Show or link to CI config for CI each Job

As CI configurations become more complex, I find identifying where a job was defined more important. We use included pipelines/jobs quite often which sometimes makes tracking down the CI config a chore. It would be really neat if on a CI Job it pointed to the .gitlabci.yaml file that defined the job. Especially when the .gitlabci.yaml is not in the repo. E.G. Compliance pipelines or an included pipeline.

Here is an example pipeline I was trying to follow for a debian package I wanted to build myself…

https://salsa.debian.org/ribalda/ugrep/-/jobs/4133156

I can’t for the life of me figure out where that job is defined, the root repo doesn’t even have a .gitlabci.yaml in it. I assume this is a compliance pipeline defined at the org level but IDK.

Anyhow our team uses included pipelines that can make it equally interesting to try and tack down where a job came from… especially if an included job overrides another job.

Anyone know if there is a way to do what I’m wanting for a particular job in a pipeline?

This could get easily out of hands, because you can override jobs in includes and you can have nested includes. So in theory a job can be defined in ci1.yaml which is included in ci2.yaml and overridden which is included in ci3.yaml and overridden again.

ci1.yaml:

job1:
  stage: test
  script:
    - echo hello
---
ci2.yaml:

include: 'ci1.yaml'

job1:
  image: ubuntu
  before_script:
    - echo before
---
ci3.yaml

include: 'ci2.yaml'

job1:
  image: debian
  script:
    - echo world

now in which “CI file” is the job configured?

Common approach is to name the jobs accordingly, so if your include is named “security” you could just name the job “security:job1”. Or use dedicated stages for included jobs.

EDIT: includes are always evaluated first, you can’t override local job with included one.

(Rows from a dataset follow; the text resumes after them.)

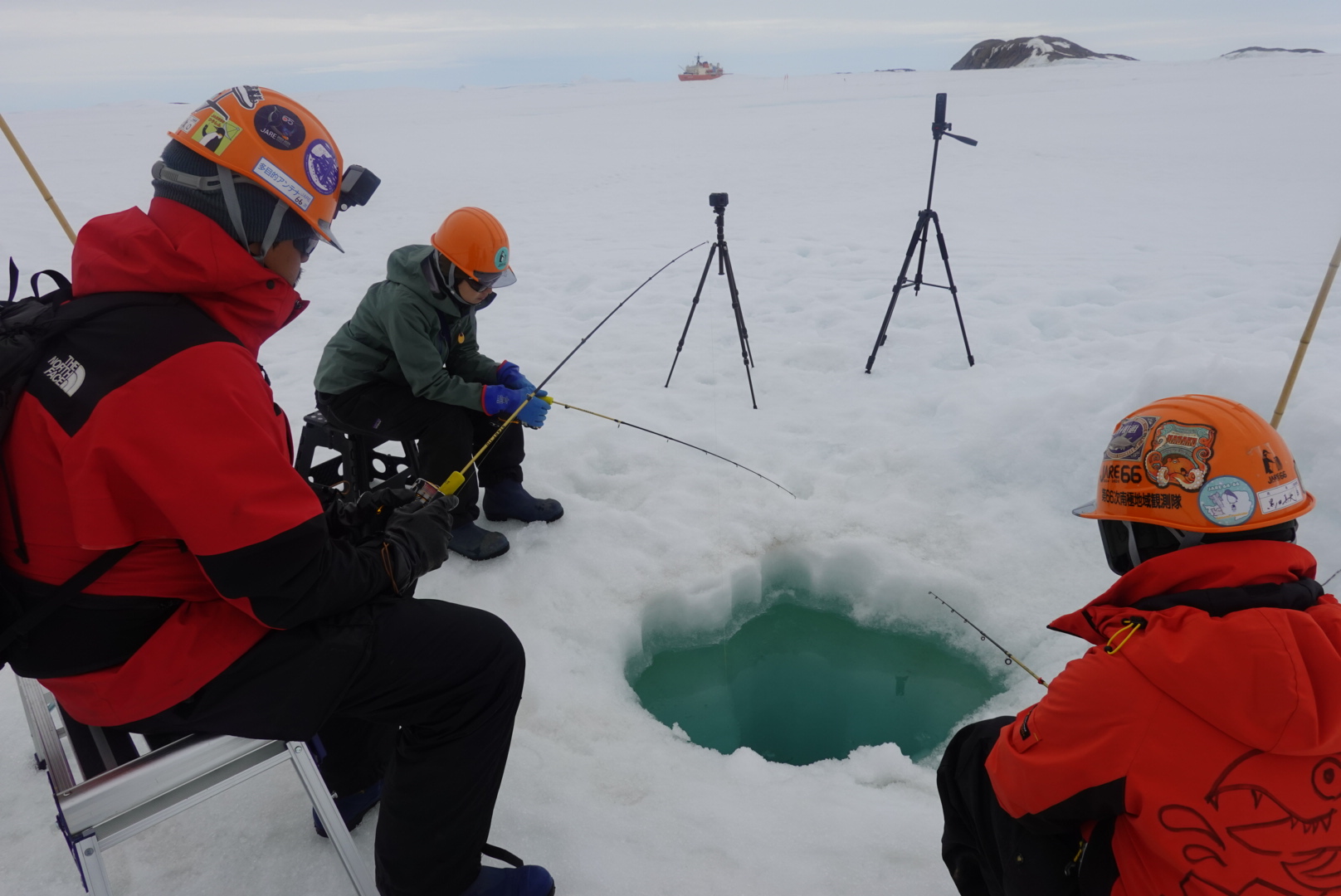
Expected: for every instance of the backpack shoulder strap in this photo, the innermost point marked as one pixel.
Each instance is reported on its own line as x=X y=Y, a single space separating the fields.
x=63 y=595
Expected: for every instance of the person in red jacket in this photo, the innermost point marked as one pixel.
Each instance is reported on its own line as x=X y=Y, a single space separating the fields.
x=1195 y=748
x=248 y=605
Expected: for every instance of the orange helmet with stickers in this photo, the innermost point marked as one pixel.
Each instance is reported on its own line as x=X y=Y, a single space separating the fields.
x=1197 y=465
x=276 y=144
x=475 y=241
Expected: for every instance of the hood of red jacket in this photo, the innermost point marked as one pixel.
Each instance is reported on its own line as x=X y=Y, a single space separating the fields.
x=1269 y=678
x=173 y=248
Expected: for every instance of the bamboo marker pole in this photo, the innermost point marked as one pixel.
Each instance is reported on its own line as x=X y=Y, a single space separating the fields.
x=37 y=178
x=1308 y=337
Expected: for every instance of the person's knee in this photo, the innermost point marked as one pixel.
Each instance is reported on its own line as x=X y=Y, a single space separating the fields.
x=448 y=423
x=510 y=656
x=974 y=742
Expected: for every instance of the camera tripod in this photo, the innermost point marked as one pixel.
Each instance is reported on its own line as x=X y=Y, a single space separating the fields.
x=925 y=220
x=719 y=204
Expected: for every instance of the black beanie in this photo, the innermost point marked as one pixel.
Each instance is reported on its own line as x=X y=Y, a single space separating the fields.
x=256 y=202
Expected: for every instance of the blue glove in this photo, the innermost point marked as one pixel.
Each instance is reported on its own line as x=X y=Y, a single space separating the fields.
x=500 y=400
x=511 y=377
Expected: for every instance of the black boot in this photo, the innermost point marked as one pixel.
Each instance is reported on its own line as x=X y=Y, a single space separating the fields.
x=472 y=542
x=507 y=499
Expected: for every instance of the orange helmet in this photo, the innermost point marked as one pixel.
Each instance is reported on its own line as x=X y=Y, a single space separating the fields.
x=475 y=241
x=1197 y=465
x=272 y=143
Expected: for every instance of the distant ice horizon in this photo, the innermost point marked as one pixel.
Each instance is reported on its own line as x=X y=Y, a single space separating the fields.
x=80 y=52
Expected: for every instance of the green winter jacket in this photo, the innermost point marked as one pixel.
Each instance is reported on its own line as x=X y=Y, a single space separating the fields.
x=404 y=332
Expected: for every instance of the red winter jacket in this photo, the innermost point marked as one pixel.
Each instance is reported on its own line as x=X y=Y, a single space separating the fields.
x=168 y=436
x=1203 y=757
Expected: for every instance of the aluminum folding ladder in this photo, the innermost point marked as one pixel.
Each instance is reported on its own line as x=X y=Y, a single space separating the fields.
x=132 y=797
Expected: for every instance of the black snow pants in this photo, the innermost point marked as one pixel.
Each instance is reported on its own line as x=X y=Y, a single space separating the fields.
x=987 y=852
x=420 y=694
x=446 y=435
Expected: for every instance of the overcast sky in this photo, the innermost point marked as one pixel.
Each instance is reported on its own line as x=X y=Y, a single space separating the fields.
x=76 y=52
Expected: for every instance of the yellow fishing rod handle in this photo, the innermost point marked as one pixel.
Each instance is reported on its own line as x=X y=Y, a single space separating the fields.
x=457 y=478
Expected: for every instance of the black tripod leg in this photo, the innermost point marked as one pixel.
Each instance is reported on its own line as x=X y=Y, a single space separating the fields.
x=740 y=325
x=692 y=306
x=899 y=285
x=922 y=248
x=953 y=291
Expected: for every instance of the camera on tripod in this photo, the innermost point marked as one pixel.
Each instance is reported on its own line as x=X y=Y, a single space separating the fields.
x=927 y=219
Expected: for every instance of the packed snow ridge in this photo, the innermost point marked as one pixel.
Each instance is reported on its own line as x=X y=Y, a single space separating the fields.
x=1026 y=51
x=1260 y=51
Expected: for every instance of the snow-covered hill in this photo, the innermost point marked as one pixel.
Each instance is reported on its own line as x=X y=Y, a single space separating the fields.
x=1120 y=234
x=1025 y=52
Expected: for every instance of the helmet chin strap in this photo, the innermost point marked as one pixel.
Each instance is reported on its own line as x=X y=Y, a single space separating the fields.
x=235 y=215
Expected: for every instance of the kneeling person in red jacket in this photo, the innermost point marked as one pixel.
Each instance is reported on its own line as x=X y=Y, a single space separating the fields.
x=247 y=605
x=1197 y=747
x=408 y=367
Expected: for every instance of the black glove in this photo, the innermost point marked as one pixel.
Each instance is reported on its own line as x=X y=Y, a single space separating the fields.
x=415 y=539
x=363 y=519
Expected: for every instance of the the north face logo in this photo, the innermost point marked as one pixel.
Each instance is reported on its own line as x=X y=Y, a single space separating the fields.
x=67 y=374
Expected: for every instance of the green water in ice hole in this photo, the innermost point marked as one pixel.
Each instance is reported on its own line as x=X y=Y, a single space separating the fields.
x=798 y=685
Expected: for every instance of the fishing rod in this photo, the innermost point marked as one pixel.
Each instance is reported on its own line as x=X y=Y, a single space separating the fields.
x=1010 y=658
x=457 y=478
x=633 y=426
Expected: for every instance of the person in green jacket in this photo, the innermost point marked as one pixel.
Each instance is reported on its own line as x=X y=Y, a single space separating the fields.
x=407 y=367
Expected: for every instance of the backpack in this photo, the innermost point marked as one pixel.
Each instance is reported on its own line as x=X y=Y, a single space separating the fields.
x=27 y=328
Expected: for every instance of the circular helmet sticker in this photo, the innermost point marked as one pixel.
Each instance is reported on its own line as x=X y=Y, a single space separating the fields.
x=279 y=128
x=1227 y=500
x=321 y=167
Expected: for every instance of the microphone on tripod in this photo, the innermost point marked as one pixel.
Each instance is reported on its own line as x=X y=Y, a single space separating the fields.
x=925 y=219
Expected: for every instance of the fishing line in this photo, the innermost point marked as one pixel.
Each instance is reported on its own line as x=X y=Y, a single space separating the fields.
x=631 y=426
x=1010 y=658
x=457 y=478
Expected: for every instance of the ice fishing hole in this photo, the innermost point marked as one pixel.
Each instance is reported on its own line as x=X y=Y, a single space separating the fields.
x=799 y=684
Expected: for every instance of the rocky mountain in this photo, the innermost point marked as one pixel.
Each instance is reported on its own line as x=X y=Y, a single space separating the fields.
x=1026 y=51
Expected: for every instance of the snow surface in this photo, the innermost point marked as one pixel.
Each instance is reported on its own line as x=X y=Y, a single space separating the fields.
x=1121 y=234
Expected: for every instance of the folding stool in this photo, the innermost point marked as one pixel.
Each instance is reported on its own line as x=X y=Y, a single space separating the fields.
x=358 y=465
x=130 y=797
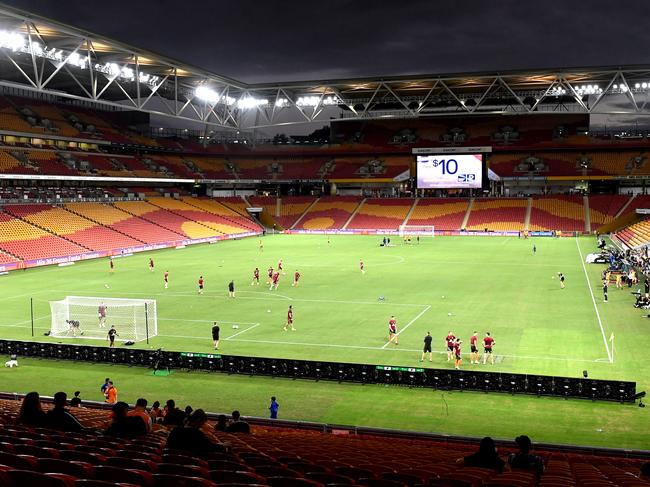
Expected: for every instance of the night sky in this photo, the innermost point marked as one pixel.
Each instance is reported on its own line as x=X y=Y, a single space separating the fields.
x=261 y=41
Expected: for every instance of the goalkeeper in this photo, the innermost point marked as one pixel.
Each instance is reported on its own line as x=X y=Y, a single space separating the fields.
x=75 y=327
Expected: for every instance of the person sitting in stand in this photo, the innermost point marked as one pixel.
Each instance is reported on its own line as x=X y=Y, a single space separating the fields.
x=485 y=457
x=125 y=426
x=59 y=418
x=190 y=438
x=525 y=460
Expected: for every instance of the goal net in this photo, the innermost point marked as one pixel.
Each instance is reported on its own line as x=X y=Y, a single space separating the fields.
x=90 y=317
x=416 y=230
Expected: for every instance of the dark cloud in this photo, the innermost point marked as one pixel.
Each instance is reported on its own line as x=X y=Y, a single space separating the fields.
x=292 y=40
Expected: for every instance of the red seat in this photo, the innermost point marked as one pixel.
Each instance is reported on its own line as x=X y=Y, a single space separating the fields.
x=82 y=456
x=185 y=460
x=100 y=483
x=37 y=451
x=133 y=463
x=81 y=470
x=328 y=478
x=168 y=480
x=272 y=471
x=27 y=477
x=291 y=482
x=130 y=476
x=225 y=476
x=226 y=465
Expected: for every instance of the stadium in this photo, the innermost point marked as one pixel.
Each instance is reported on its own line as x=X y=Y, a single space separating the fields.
x=435 y=260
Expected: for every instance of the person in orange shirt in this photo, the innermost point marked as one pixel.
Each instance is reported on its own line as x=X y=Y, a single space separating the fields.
x=111 y=393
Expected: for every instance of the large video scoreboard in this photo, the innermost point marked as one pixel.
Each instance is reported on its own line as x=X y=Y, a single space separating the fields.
x=448 y=169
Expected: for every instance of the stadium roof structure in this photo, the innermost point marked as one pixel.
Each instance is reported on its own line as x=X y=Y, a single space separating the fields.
x=44 y=56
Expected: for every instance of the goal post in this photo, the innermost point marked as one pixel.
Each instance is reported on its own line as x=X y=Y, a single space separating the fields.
x=417 y=230
x=91 y=317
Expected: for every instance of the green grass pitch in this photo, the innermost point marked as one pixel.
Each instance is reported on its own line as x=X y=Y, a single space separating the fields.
x=488 y=284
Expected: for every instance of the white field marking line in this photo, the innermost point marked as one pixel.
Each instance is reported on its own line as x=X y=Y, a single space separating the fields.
x=243 y=331
x=409 y=350
x=409 y=323
x=399 y=260
x=267 y=293
x=593 y=300
x=270 y=298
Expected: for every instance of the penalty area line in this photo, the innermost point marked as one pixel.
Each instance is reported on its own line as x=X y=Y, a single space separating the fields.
x=410 y=323
x=593 y=300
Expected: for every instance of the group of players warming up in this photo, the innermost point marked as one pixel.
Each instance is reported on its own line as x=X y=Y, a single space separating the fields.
x=453 y=344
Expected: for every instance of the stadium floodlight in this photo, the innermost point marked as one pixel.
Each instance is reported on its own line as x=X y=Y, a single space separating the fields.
x=250 y=102
x=206 y=94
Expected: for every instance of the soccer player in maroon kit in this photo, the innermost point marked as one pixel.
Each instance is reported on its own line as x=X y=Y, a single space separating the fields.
x=473 y=342
x=459 y=357
x=256 y=277
x=101 y=312
x=289 y=320
x=488 y=343
x=275 y=281
x=270 y=273
x=449 y=340
x=392 y=331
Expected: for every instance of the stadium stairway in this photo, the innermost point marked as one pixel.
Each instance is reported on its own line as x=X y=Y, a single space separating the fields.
x=15 y=211
x=221 y=209
x=71 y=208
x=354 y=213
x=144 y=211
x=186 y=211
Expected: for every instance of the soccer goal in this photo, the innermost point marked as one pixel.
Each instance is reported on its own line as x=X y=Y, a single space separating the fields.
x=90 y=317
x=417 y=230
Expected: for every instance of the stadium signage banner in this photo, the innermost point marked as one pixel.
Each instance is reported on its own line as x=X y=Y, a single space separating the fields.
x=451 y=150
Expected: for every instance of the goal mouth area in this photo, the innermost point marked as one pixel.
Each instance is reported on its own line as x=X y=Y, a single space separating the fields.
x=91 y=317
x=417 y=231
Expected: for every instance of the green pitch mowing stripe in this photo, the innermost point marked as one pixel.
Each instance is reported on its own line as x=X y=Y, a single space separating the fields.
x=487 y=284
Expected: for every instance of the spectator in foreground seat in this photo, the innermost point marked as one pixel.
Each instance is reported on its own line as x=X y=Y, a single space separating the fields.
x=140 y=411
x=222 y=423
x=190 y=438
x=523 y=459
x=172 y=415
x=485 y=457
x=75 y=402
x=125 y=426
x=31 y=411
x=238 y=425
x=59 y=418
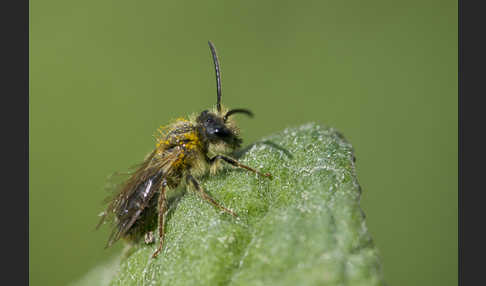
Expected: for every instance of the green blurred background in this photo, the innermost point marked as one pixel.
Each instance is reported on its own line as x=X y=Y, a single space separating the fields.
x=105 y=74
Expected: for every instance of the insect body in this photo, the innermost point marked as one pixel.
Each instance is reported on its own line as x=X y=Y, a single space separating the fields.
x=185 y=150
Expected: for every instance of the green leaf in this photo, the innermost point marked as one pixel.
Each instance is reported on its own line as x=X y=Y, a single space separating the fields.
x=304 y=227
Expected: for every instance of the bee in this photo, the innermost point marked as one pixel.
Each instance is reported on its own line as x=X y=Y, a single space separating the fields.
x=185 y=150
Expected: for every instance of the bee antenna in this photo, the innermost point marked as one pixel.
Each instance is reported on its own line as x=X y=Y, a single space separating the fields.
x=218 y=75
x=233 y=111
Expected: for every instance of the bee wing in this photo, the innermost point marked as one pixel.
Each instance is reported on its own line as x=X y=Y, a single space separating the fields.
x=132 y=196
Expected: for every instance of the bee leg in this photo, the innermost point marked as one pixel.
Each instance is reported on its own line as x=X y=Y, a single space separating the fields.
x=162 y=209
x=205 y=196
x=238 y=164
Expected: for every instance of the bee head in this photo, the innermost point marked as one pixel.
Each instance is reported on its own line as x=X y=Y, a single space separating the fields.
x=217 y=130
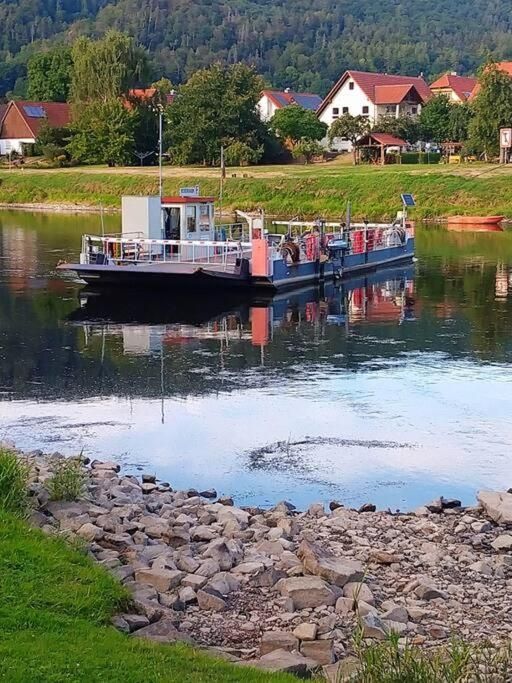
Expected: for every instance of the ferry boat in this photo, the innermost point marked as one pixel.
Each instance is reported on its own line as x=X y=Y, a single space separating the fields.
x=174 y=242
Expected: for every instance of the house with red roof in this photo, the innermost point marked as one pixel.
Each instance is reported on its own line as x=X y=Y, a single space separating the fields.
x=506 y=67
x=21 y=121
x=374 y=95
x=456 y=88
x=272 y=100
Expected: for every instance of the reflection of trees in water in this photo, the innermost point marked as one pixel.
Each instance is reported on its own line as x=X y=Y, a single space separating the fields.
x=44 y=357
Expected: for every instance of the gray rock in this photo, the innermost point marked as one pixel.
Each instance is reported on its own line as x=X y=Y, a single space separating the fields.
x=210 y=599
x=278 y=640
x=306 y=631
x=373 y=627
x=209 y=493
x=425 y=591
x=359 y=592
x=323 y=563
x=322 y=651
x=307 y=591
x=162 y=631
x=90 y=532
x=285 y=662
x=503 y=542
x=161 y=579
x=135 y=621
x=498 y=506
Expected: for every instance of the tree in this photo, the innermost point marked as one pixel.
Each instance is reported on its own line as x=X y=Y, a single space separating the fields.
x=406 y=127
x=492 y=108
x=435 y=119
x=49 y=75
x=351 y=128
x=103 y=133
x=294 y=123
x=307 y=149
x=106 y=68
x=460 y=118
x=216 y=106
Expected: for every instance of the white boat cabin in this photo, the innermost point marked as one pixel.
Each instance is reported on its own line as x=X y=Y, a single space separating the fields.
x=169 y=218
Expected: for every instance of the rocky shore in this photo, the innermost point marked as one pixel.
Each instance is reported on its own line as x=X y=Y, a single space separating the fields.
x=281 y=589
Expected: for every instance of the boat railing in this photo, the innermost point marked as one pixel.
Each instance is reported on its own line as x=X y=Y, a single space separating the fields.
x=100 y=250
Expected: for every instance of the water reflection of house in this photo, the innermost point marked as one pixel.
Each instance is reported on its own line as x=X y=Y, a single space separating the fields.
x=18 y=248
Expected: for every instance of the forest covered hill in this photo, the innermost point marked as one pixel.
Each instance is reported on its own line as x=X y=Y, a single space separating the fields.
x=303 y=44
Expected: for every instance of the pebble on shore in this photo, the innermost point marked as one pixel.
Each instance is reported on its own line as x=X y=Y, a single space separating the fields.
x=284 y=590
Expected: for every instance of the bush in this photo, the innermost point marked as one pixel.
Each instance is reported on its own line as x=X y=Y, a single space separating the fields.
x=68 y=480
x=241 y=154
x=420 y=158
x=390 y=662
x=14 y=474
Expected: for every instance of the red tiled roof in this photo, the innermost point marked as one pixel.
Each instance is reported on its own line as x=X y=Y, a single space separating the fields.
x=394 y=94
x=383 y=139
x=502 y=66
x=55 y=114
x=283 y=98
x=462 y=86
x=369 y=81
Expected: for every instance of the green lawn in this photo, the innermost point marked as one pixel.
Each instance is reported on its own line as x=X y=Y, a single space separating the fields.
x=55 y=607
x=308 y=191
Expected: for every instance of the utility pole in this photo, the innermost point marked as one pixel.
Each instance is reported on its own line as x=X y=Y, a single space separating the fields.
x=160 y=152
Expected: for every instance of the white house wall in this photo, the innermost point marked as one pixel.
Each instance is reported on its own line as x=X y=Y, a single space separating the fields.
x=8 y=145
x=346 y=101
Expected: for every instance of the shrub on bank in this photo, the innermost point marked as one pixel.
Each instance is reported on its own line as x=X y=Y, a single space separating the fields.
x=68 y=480
x=14 y=474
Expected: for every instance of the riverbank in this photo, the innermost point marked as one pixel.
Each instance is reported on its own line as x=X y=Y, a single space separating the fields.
x=322 y=189
x=282 y=589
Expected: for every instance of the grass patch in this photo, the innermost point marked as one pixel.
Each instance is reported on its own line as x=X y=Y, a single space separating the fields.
x=311 y=191
x=55 y=607
x=68 y=480
x=458 y=662
x=14 y=474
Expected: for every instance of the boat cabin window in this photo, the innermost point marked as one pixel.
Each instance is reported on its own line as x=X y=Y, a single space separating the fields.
x=172 y=223
x=191 y=219
x=204 y=218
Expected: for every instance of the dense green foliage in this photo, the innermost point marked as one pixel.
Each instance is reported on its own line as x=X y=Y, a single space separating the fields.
x=217 y=106
x=13 y=483
x=444 y=121
x=303 y=45
x=49 y=75
x=55 y=606
x=322 y=189
x=295 y=123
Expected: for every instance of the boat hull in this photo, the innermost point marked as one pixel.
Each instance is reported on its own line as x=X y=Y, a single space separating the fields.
x=284 y=276
x=475 y=220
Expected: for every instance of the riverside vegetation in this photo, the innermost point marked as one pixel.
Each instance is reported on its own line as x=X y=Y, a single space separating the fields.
x=322 y=189
x=343 y=595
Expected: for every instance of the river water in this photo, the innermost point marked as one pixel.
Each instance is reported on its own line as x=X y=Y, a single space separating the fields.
x=394 y=389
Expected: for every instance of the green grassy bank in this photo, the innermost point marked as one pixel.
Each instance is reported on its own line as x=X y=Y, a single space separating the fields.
x=322 y=189
x=55 y=607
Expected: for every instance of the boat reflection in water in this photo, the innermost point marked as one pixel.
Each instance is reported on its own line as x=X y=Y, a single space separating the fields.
x=147 y=324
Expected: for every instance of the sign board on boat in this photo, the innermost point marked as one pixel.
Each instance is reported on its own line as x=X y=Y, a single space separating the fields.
x=505 y=138
x=189 y=191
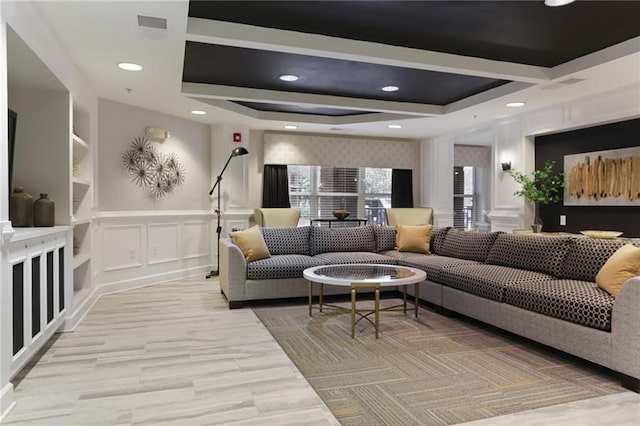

Agreed it can get out of hand, especially now with the compliance pipelines being triggered from outside your direct project. I think the answer should be that Gitlab keeps track of which thing overrode the other and then displays the source file in the job details and log view. Also we didn’t mention the ability to extend with templates. Having the ability to override and extend jobs etc. is a powerful way to make pipelines includable and modular within an organization, but it gets rather unwieldy when looking at a triggered pipeline. I think there should be a way to show where a thing is defined, even if it’s just a path/url to the file, and what rules triggered the job.

@dingus9

Welcome to the forum! There’s an open issue describing this type of functionality. It’s not currently scheduled. Feel free to comment with your use case and add a :+1: to show your support.

-James H, GitLab Product Manager, Analyze:Product Analtyics

I searched for a while trying to find such an issue, decided to run my thoughts here first before opening an issue. Thanks for pointing this one out!